Say Whattt?!

by mtcl - opened Jan 9

Jan 9

I was not expecting this! I just went to bed, And now I have to go back to my system and queue the download... 💤 Some of us want to sleep sir!

(Thank you so much 🙏😊)

geveent

Jan 9

Oh wow! Thank you John! I've been waiting for this, too.

ubergarm

Owner Jan 9

Great glad there is some interest in this experiment! In limited testing it seems pretty good for doing difficult one-shot programming questions that do not require any tool calling / MCP / agentic stuff. You could always dump in all the required information in the prompt yourself anyway or use other models to do that first before using this one for the final result.
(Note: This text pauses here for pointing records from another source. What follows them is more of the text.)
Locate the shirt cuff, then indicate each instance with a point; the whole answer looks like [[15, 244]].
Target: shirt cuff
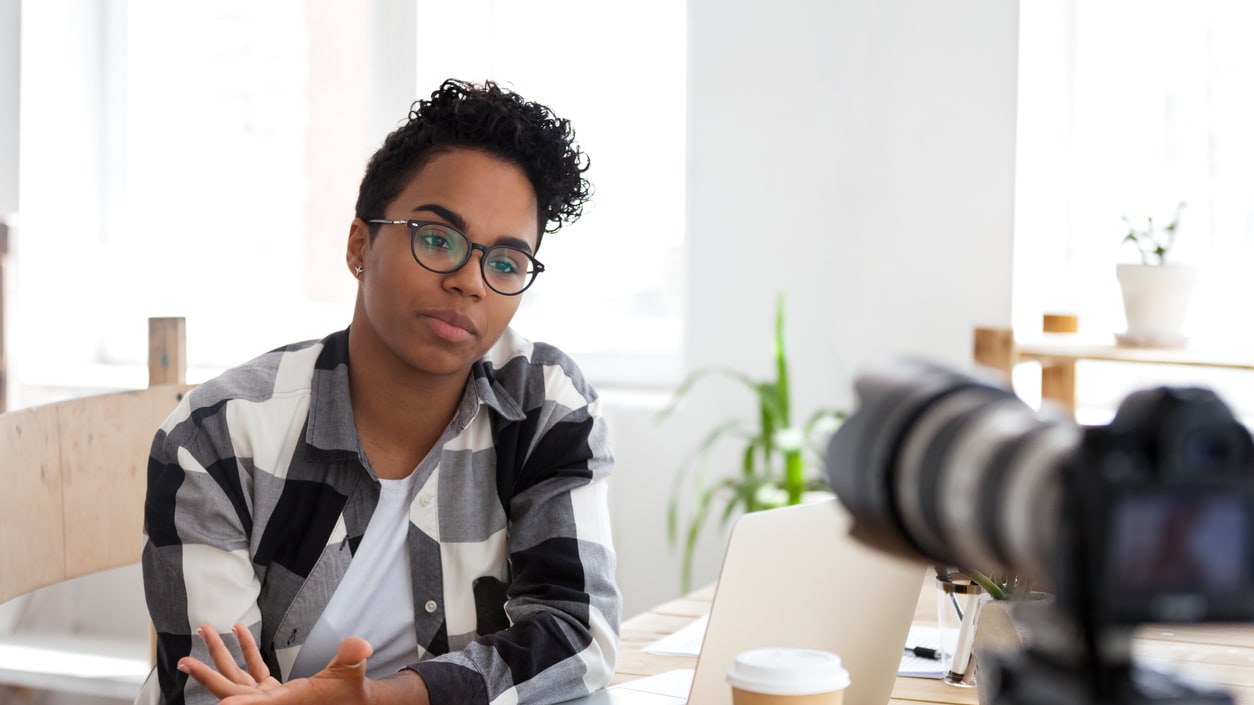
[[449, 684]]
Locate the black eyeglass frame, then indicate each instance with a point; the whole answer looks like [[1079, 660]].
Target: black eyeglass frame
[[414, 226]]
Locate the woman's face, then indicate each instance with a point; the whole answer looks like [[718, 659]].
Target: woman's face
[[439, 324]]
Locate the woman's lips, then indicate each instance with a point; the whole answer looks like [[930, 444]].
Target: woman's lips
[[450, 325]]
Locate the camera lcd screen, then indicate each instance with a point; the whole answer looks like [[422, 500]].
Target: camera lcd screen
[[1178, 542]]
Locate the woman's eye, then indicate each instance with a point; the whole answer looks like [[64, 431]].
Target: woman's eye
[[507, 262], [433, 241]]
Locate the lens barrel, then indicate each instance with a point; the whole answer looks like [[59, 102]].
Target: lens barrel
[[952, 467]]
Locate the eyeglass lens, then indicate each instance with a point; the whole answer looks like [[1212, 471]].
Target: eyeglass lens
[[443, 250]]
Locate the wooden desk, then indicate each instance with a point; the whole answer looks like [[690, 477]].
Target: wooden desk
[[1223, 655]]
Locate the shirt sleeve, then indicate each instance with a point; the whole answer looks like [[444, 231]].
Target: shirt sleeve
[[562, 602], [196, 562]]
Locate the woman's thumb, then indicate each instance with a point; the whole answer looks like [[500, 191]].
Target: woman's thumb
[[351, 655]]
Honestly credit goes to @sszymczyk for creating the patches and @bibproj for informing me: https://huggingface.co/sszymczyk/DeepSeek-V3.2-nolight-GGUF/discussions/1

Super curious to hear more about the rumored DS V4 model: https://www.reddit.com/r/LocalLLaMA/comments/1q88hdc/the_information_deepseek_to_release_next_flagship/

With luck it will run similarly to this V3.2-Speciale even without the sparse attention features.

geveent

Jan 9

It runs well on my machine Intel Xeon with 8-channel memory + single RTX 5090. I get 12 t/s running IQ5_K. The answers I get are succinct which is a good thing. I just need to be smarter and better user of this AI.

SFPLM

Jan 13

@ubergarm

May I ask if you plan to do Deepseek V3.2 Regular? I am interested in running the general more all rounder variant, though it looks like I might as well take a IQ5 for this.

I also wonder what if the next time you did a IQ4 quant what would happen if the embed and output was q8 and experts are as usual, down iq5 gate/up iq4 or down/gate/up iq4?

ubergarm

Owner Jan 13

@SFPLM

May I ask if you plan to do Deepseek V3.2 Regular?

I don't have plans for that given V4 is rumored to be coming out possibly soon™️ and you can find some mainline versions of it e.g.

I also wonder what if the next time you did a IQ4 quant what would happen if the embed and output was q8 and experts are as usual, down iq5 gate/up iq4 or down/gate/up iq4?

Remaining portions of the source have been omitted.